A
sintaxe não foi a plasmada em epígrafe, mas a semântica anda por aí. Pela SIC
passou recentemente um programa “Eu é que
sou o Presidente da Junta!”, como passou, há anos, um outro, “O juiz decide”, que terminava com o estribilho
rifónico “O juiz decidiu, está decidido!”.

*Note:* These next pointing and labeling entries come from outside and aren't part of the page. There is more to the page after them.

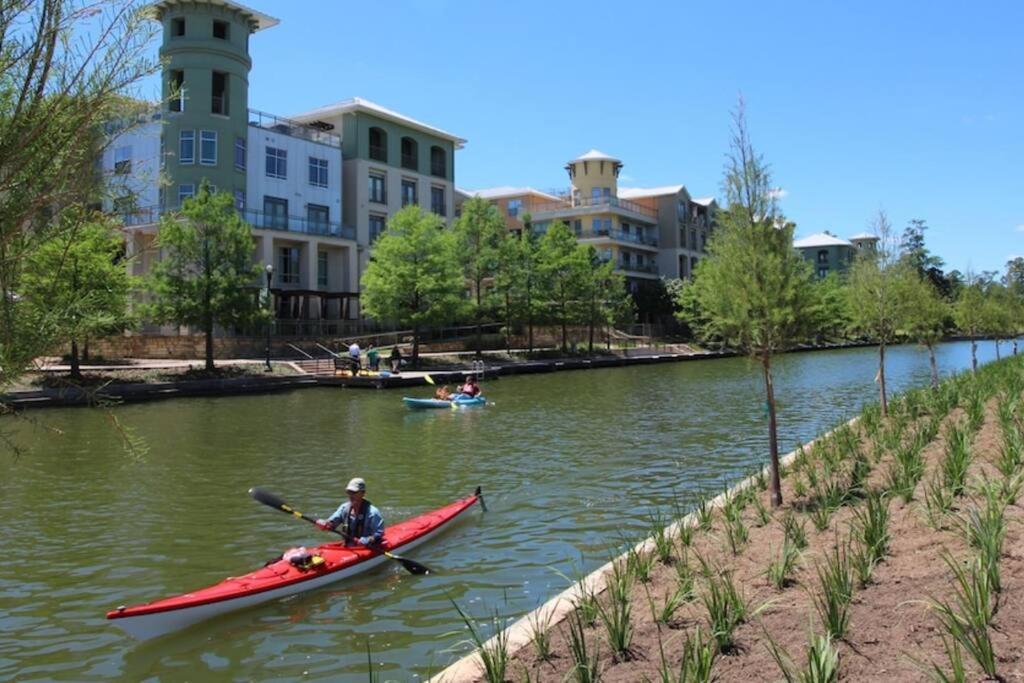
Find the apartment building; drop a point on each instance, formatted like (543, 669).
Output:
(316, 188)
(647, 233)
(828, 254)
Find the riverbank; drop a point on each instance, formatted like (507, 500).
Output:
(891, 529)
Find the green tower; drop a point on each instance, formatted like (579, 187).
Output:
(205, 51)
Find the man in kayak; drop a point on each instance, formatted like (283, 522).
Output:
(357, 518)
(470, 388)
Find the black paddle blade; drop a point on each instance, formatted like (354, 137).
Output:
(268, 499)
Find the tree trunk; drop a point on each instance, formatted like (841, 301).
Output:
(882, 379)
(935, 370)
(76, 371)
(775, 485)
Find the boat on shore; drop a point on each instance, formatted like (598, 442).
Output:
(283, 578)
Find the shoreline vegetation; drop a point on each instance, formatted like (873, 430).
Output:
(896, 556)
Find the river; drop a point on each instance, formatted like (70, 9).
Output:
(571, 464)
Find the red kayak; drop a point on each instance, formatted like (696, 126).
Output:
(282, 578)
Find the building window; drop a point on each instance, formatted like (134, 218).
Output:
(288, 265)
(410, 154)
(438, 162)
(218, 88)
(376, 226)
(378, 144)
(437, 201)
(276, 163)
(122, 160)
(317, 172)
(275, 213)
(409, 193)
(240, 154)
(176, 90)
(322, 268)
(208, 147)
(186, 146)
(377, 193)
(318, 218)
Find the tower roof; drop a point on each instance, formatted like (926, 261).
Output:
(257, 19)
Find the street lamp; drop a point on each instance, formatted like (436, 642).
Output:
(269, 319)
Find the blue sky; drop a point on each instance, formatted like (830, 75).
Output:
(914, 108)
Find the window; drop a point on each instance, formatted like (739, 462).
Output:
(322, 268)
(409, 193)
(122, 160)
(240, 153)
(317, 172)
(275, 213)
(378, 144)
(186, 146)
(276, 163)
(318, 218)
(410, 154)
(185, 191)
(376, 226)
(176, 90)
(218, 88)
(208, 147)
(438, 162)
(437, 201)
(288, 265)
(377, 193)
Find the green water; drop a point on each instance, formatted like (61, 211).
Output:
(570, 464)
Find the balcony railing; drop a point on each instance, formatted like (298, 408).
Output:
(256, 218)
(587, 202)
(293, 128)
(621, 236)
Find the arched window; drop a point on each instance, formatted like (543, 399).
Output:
(378, 144)
(438, 162)
(410, 154)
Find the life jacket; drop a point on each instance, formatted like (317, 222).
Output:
(354, 525)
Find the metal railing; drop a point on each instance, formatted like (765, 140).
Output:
(293, 128)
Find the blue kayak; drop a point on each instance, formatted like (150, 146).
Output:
(458, 401)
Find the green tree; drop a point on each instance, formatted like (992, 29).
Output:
(479, 233)
(77, 284)
(925, 317)
(753, 290)
(878, 284)
(969, 313)
(562, 268)
(410, 279)
(65, 70)
(207, 276)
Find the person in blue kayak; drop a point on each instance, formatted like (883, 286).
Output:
(470, 388)
(357, 518)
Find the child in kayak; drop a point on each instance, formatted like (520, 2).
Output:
(358, 518)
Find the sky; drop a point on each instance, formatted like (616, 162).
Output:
(911, 108)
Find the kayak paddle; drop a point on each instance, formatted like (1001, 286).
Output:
(272, 501)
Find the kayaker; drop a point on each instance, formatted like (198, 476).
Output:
(357, 518)
(470, 388)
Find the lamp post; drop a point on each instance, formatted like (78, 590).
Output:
(269, 319)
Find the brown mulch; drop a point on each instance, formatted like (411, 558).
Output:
(892, 633)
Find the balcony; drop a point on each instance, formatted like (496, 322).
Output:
(293, 128)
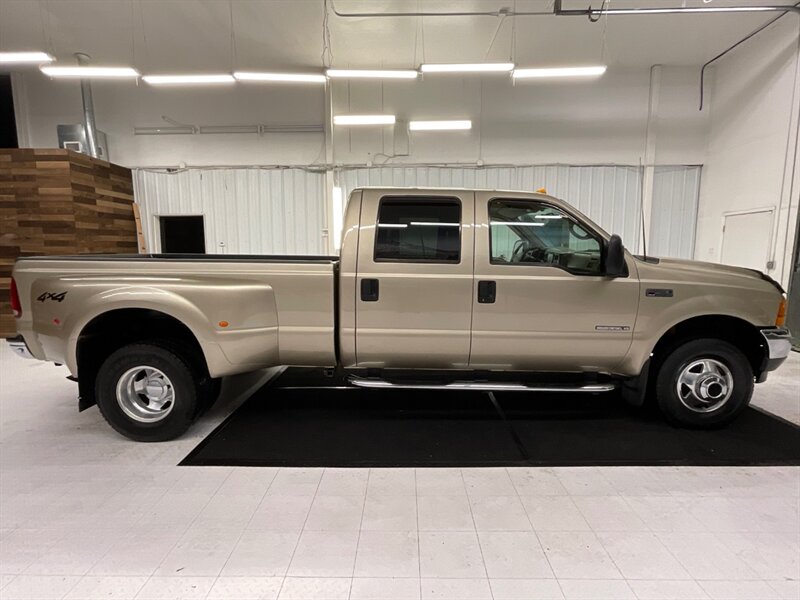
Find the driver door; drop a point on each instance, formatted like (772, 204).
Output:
(551, 309)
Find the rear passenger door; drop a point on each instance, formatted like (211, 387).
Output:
(414, 284)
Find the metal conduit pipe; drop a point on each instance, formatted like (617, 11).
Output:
(89, 127)
(736, 45)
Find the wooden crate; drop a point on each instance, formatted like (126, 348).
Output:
(55, 201)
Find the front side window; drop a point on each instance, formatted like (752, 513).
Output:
(534, 233)
(418, 229)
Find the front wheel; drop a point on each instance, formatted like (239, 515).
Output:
(147, 392)
(704, 383)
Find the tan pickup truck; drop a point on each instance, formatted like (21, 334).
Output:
(444, 288)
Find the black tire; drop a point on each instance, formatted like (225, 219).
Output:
(719, 412)
(183, 409)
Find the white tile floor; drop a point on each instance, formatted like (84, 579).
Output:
(86, 514)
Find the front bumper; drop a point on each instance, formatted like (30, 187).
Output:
(19, 347)
(779, 344)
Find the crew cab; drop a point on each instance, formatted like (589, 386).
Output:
(450, 288)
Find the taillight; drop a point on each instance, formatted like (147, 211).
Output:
(780, 318)
(16, 307)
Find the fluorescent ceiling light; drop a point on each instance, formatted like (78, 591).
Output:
(439, 125)
(187, 79)
(24, 57)
(364, 120)
(188, 130)
(468, 68)
(229, 129)
(536, 73)
(87, 72)
(372, 73)
(282, 77)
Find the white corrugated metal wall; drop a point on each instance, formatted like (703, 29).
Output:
(610, 195)
(247, 211)
(282, 211)
(676, 192)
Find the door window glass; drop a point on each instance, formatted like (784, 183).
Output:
(418, 230)
(535, 233)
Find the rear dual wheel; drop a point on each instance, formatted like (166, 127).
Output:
(152, 393)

E, na Administração Pública ou na empresa, não raro, o diretor, administrador ou
algo que o valha é apanhado, à falta de melhor, com o argumento autoritário (que
não de autoridade): “Eu sou o diretor (presidente/administrador…)
e eu decido assim”!
***
No
encerramento da X Convenção do Bloco de Esquerda (BE), a líder reconfirmada, Catarina
Martins, deixou aviso a António Costa e à UE, ou seja, anunciou que o BE
entende que exigirá um referendo sobre a permanência de Portugal na UE se a Comissão
Europeia decidir
pela aplicação de sanções a Portugal em razão do desempenho orçamental de 2015:
“Se a Comissão Europeia tomar uma iniciativa gravíssima
de aplicar uma sanção inédita, inaceitável e provocatória de penalizar Portugal
pelo mau desempenho de Pedro Passos Coelho e Maria Luís Albuquerque, a
Comissão declara guerra a Portugal”.
E prosseguiu, dizendo que, se a Comissão “aplicar uma
sanção por causa desses anos (2015 é o 1.º ano
inteiro sem troika – reflexo da caminhada do triénio anterior) e a usar, para
pressionar o Orçamento do Estado para 2017 exigindo mais impostos”, também “declara
guerra a Portugal”. Ora, para que a UE não continue a pisar-nos, Portugal, naquele
cenário, “só pode responder recusando as sanções e o arbítrio e anunciar que
está disposto a colocar na ordem do dia um referendo para pôr termo à chantagem”,
a exemplo do que fez o Reino Unido, em que venceu a opção que defende a saída
da União Europeia (UE) – o que
representa um precedente e “outros países poderão decidir por referendo o que
querem fazer na União Europeia”.
Por outro lado, mostrou-se crítica face à atitude de
Merkel em convocar os ditos seis fundadores da CEE, “uma instituição fantasma
que já nem sequer existe”, para uma reunião, que se realizou a 25 de junho, de aceleração
de resposta ao “Brexit”. Em contraponto à tendência da direita e seus aliados de
responder ao referendo britânico com a alegada corrida “para mais integração”,
anotou:
“O pior da UE é mesmo a sua chefia, são perigosos e
mostram todos os dias que estão dispostos a destroçar a Europa para aguentar uma
política que assusta os povos”.
E porfiou que “Portugal não tem de assistir em
silêncio a uma vingança contra a democracia”. Na verdade, “o Reino Unido
decidiu sair e tem o direito de sair. Se a UE ofereceu a Cameron “uma exceção
contra os imigrantes, não pode agora inventar regras quando violou as regras
essenciais”, recordou criticando o acordo celebrado com Cameron pelo Conselho a
18-19 de fevereiro deste ano.
***
Às declarações feitas por Catarina Martins em nome do
BE, opuseram-se diversas posições marcadas pelo denominador comum da contestação
ao referendo. E sobre o referendo é de salientar a declaração do Presidente da
República, que tinha, do meu ponto de vista, reagido de forma exemplar à
notícia do “Brexit” na manhã do dia 24.
Sobre o “Brexit”, Marcelo sublinhara o desconforto da
decisão, o respeito pela vontade soberana do povo do Reino unido, a resposta a
dar de forma rápida e coesa pelo reforço do projeto europeu e as consequências
económicas nos diversos países da Europa; e dissera esperar as condições de
tranquilidade dos compatriotas que trabalham no reino Unido, bem como evocou a
velha aliança e a factualidade de o Reino continuar a pertencer à Europa, devendo
ser definidas da melhor forma as relações que essa pertença implica.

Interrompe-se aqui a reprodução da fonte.